Après bombardement, Boulevard National

Archives de la ville de Marseille, 29 ii 4

Le 27 mai 1944, plus de 130 bombardiers américains larguent près de 290 tonnes de bombes sur Marseille. L’objectif est de mettre hors d’usage les gares et les principales voies ferrées en prévision du débarquement. Cette véritable pluie de bombes a peu d’effet sur les installations ferroviaires. En revanche, tous les quartiers du centre-ville sont atteints, de nombreux immeubles sont détruits et le chiffre des victimes, très élevé, varie entre 1700 et 2000. Cent trente habitants du quartier qui ont cru trouver abri sous le tunnel du Boulevard national sont tués par des éclats ou le souffle des explosions. Les cheminots sont particulièrement touchés : une bombe tombée sur la tranchée où se sont réfugiés les employés du service Voies et Bâtiments de la rue de Turenne fait plus d’une centaine de morts. Ce bombardement met fin abruptement à l’important mouvement de grève qui s’étendait depuis quelques jours dans beaucoup d’usines. Des mouvements de Résistance protestent contre ces opérations meurtrières menées sans concertation. Les partis collaborationnistes profitent de l’émotion suscitée par ces événements pour dénoncer les Alliés et la Résistance.

N° 261940-1943/ Boulevard d’Athènes, hôtel Splendide

Avis d’état de siège. Le Petit Provençal, 5 janvier 1943

DR

L’hôtel Splendide, anciennement Grand hôtel de Russie et d’Angleterre, est, pendant la Deuxième Guerre mondiale, un établissement réputé. Au 31 boulevard d’Athènes, ses vastes locaux sont aujourd’hui occupés par le Centre régional de documentation pédagogique. C’est dans cet hôtel que l’Américain Varian Fry, quelques jours après son arrivée à la gare Saint-Charles, au mois d’août 1940, installe ses premiers bureaux. Envoyé à Marseille par l’Emergency rescue Comittee, qui se préoccupe de sauver les intellectuels et artistes européens menacés par le nazisme, il a en poche une liste de deux cents noms. De fait, Varian Fry, avec l’équipe du Centre américain de secours qu’il crée sur place et dont le siège se déplace à la rue Grignan puis au Boulevard Garibaldi, contribue au départ de plus d’un millier de personnes jusqu’à son expulsion par les autorités vichystes en septembre 1941.

Après l’occupation de novembre 1942, l’hôtel Splendide devient un lieu de résidence et de réunion privilégié des autorités allemandes.

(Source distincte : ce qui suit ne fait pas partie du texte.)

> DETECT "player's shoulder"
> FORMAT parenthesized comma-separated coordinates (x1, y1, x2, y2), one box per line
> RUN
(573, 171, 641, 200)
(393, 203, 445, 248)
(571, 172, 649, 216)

Le 3 janvier 1943, un groupe de résistants des Francs Tireurs et Partisans - Main-d’oeuvre immigrée (FTP-MOI), constitué de communistes étrangers, lance un explosif dans la salle à manger du rez-de-chaussée, tuant la femme d’un attaché du consulat d’Allemagne et un maître d’hôtel. Le général Mylo, commandant de la place de Marseille, proclame immédiatement l’état de siège. Cet attentat sert de prétexte aux opérations de destruction du quartier du Vieux-Port, prévues de longue date.

N° 271940-1942/ Boulevard d’Athènes, siège de l’AFSC (Quakers)

AFSC, article sur les Quakers , Marseille-Matin, 17 septembre 1940

DR

Après la défaite de la France, l’American Friends Service Comittee (AFSC, « Société des Amis ») a établi son siège au 29 boulevard d’Athènes. Les Quakers prolongent, en 1940, une tradition de secours déjà à l’œuvre pendant la Première Guerre mondiale et la Guerre d’Espagne. Reconnus par les autorités françaises, ils apportent une aide appréciable aux enfants des écoles et distribuent vivres et vêtements dans les camps d’internement. Mais ils prennent aussi en charge, avec une association française, le Comité de secours aux enfants, et le consulat du Mexique, des maisons d’enfants qui accueillent, en particulier, des petits réfugiés espagnols. Deux sont implantées dans la banlieue marseillaise, à La Rouvière et aux Caillols. Les Quakers sont aussi en lien avec le village refuge du Chambon-sur-Lignon.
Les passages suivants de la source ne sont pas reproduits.